I sort of thought my blog was eternal. But now I feel the need to make a paper record. I like paper. It has the peril of forever attached to it, although moths and mealyworms may render it worthless. When humans go extinct (as they surely will), won't there be some wan scraps of poetry still floating about? Maybe, for a time. But I doubt the bound printouts of my blog will survive much, printed as they are on non-archival paper unprotected from the onslaught of fire, water, mold.

Why so dire, little pony? Maybe, upon learning that the best friend of a friend has died yesterday, I renounce my earlier proclamation that Death Is a Media Conspiracy. I don't know too many people who have died. Mostly the very, very old. Someone who is 30 is not supposed to go. Oh hell, I don't like to be proven wrong! Can someone show me the death certificate?

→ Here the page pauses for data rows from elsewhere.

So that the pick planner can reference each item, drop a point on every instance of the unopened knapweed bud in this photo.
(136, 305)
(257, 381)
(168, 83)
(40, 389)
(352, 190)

The other night my friend said "I just turned 40. Soon I'll be 50. Then 60. And soon I'll be dead." I laughed most heartily, but then I stopped.

I went to a funeral earlier this month. It was for my godmother. I brought my young baby, only 5 months. I walked down the aisle before the ceremony, and saw old face after old face. All of them were tearful, pinched, hunched--looking as if their best friend had died. Oh gosh, people, why do you have to look that way, I thought, as I wheeled my baby down the aisle. They all must be about 98 years old! What was their problem?! Their best friend had just died.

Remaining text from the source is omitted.